This CRAN Task View contains a list of packages that can be used for finding groups in data and modeling unobserved cross-sectional heterogeneity. Many packages provide functionality for more than one of the topics listed below, the section headings are mainly meant as quick starting points rather than as an ultimate categorization. Except for packages stats and cluster (which essentially ship with base R and hence are part of every R installation), each package is listed only once.
Most of the packages listed in this view, but not all, are distributed under the GPL. Please have a look at the DESCRIPTION file of each package to check under which license it is distributed.
hclust() from package stats and
agnes() from cluster are the primary functions for agglomerative hierarchical clustering, function
diana() can be used for divisive hierarchical clustering. Faster alternatives to
hclust() are provided by the packages fastcluster and flashClust.
dendrogram() from package stats and associated methods can be used for improved visualization for cluster dendrograms.
- Package dendextend provides functions for easy visualization (coloring labels and branches, etc.), manipulation (rotating, pruning, etc.) and comparison of dendrograms (tangelgrams with heuristics for optimal branch rotations, and tree correlation measures with bootstrap and permutation tests for significance).
- Package dynamicTreeCut contains methods for detection of clusters in hierarchical clustering dendrograms.
- Package genieclust implements a fast hierarchical clustering algorithm with a linkage criterion which is a variant of the single linkage method combining it with the Gini inequality measure to robustify the linkage method while retaining computational efficiency to allow for the use of larger data sets.
- Package hclust1d provides univariate agglomerative hierarchical clustering for a comprehensive choice of linkage functions based on an O(nlog (n)) algorithm implemented in C++.

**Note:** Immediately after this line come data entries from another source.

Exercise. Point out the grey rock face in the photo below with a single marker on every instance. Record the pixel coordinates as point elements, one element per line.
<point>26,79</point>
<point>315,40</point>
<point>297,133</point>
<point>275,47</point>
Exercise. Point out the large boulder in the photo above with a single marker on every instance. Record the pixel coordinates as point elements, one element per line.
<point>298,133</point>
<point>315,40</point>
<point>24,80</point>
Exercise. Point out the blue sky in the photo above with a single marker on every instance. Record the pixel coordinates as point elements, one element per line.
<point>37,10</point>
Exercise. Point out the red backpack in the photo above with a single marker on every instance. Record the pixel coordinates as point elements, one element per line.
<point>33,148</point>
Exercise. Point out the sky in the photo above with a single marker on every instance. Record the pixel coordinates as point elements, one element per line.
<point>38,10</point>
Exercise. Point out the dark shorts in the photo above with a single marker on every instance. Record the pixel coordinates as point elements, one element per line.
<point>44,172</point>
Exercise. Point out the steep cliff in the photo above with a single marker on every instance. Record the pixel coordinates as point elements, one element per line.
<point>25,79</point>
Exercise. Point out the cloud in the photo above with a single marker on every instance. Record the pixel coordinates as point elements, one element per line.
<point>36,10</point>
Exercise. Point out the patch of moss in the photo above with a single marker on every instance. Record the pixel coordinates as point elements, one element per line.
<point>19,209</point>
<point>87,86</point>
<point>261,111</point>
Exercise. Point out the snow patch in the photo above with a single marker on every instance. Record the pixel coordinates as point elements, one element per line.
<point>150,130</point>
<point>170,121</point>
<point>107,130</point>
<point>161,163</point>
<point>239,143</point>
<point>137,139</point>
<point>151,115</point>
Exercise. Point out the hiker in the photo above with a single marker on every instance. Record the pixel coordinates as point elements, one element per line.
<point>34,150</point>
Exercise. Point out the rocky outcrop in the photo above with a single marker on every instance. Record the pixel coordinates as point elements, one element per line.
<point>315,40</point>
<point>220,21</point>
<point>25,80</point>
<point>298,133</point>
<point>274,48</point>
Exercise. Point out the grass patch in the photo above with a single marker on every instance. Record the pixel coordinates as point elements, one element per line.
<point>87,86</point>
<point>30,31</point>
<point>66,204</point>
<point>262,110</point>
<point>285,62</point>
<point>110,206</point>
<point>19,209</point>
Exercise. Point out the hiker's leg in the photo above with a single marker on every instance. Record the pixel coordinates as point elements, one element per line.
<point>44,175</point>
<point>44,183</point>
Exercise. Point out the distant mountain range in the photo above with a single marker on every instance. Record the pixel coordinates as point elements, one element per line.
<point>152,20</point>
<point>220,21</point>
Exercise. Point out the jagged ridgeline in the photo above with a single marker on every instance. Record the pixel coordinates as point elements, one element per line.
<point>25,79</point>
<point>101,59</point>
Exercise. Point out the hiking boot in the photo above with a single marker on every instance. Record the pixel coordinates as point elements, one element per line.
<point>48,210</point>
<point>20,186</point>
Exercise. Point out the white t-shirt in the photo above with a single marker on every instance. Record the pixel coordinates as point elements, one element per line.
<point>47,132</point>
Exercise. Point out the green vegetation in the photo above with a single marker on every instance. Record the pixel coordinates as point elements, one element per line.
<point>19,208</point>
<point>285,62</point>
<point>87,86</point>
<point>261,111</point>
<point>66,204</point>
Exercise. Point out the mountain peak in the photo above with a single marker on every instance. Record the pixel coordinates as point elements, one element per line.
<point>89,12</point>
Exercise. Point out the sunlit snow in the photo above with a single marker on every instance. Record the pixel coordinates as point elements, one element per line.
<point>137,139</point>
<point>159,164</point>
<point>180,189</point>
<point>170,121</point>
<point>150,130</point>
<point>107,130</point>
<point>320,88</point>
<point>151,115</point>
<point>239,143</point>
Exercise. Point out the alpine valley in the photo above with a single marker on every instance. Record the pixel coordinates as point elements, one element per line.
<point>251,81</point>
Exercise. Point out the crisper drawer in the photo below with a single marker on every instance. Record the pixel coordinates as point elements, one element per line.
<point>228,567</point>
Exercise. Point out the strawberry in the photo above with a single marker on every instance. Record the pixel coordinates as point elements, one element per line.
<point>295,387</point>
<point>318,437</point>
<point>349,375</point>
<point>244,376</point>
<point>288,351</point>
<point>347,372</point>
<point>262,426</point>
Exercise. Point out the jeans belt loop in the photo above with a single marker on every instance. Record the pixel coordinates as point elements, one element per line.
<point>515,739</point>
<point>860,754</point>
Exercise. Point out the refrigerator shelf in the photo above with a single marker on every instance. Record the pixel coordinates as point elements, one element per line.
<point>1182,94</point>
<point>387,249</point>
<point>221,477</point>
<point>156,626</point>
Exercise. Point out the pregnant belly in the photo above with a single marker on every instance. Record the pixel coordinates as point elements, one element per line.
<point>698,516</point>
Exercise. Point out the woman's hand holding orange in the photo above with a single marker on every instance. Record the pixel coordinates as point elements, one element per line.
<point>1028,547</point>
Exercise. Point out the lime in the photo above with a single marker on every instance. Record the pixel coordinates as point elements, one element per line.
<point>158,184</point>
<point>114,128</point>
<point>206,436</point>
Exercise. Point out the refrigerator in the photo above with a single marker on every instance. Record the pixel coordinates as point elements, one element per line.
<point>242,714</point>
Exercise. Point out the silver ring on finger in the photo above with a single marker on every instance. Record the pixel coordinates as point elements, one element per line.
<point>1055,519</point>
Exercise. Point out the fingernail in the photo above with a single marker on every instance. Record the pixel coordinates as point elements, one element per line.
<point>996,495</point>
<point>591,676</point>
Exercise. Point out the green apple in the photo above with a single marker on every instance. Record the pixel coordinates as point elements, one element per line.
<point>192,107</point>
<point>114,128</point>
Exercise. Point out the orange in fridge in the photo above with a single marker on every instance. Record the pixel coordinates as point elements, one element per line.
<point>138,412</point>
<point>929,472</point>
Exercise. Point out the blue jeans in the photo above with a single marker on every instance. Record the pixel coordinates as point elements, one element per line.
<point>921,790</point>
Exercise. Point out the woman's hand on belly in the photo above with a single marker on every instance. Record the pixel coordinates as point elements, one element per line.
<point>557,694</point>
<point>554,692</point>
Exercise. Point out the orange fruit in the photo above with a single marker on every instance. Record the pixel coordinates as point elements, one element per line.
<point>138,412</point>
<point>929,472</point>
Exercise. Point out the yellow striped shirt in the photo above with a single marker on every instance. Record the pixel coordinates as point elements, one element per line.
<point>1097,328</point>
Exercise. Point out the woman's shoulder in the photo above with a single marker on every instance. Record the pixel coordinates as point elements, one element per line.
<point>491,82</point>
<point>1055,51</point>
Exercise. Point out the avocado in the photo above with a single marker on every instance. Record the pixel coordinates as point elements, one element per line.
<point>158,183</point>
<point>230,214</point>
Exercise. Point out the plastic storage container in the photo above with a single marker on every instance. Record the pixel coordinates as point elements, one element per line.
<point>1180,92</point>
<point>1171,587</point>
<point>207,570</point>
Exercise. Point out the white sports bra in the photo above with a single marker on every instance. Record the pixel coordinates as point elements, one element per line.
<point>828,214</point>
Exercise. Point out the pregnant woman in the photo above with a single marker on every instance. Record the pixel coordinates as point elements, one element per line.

- Package idendr0 allows to interactively explore hierarchical clustering dendrograms and the clustered data. The data can be visualized (and interacted with) in a built-in heat map, but also in GGobi dynamic interactive graphics (provided by rggobi), or base R plots.
- Package mdendro provides an alternative implementation of agglomerative hierarchical clustering. The package natively handles similarity matrices, calculates variable-group dendrograms, which solve the non-uniqueness problem that arises when there are ties in the data, and calculates five descriptors for the final dendrogram: cophenetic correlation coefficient, space distortion ratio, agglomerative coefficient, chaining coefficient, and tree balance.
- Package protoclust implements a form of hierarchical clustering that associates a prototypical element with each interior node of the dendrogram. Using the package’s
plot() function, one can produce dendrograms that are prototype-labeled and are therefore easier to interpret.
- Package pvclust assesses the uncertainty in hierarchical cluster analysis. It provides approximately unbiased p-values as well as bootstrap p-values.
kmeans() from package stats provides several algorithms for computing partitions with respect to Euclidean distance.
pam() from package cluster implements partitioning around medoids and can work with arbitrary distances. Function
clara() is a wrapper to
pam() for larger data sets. Silhouette plots and spanning ellipses can be used for visualization.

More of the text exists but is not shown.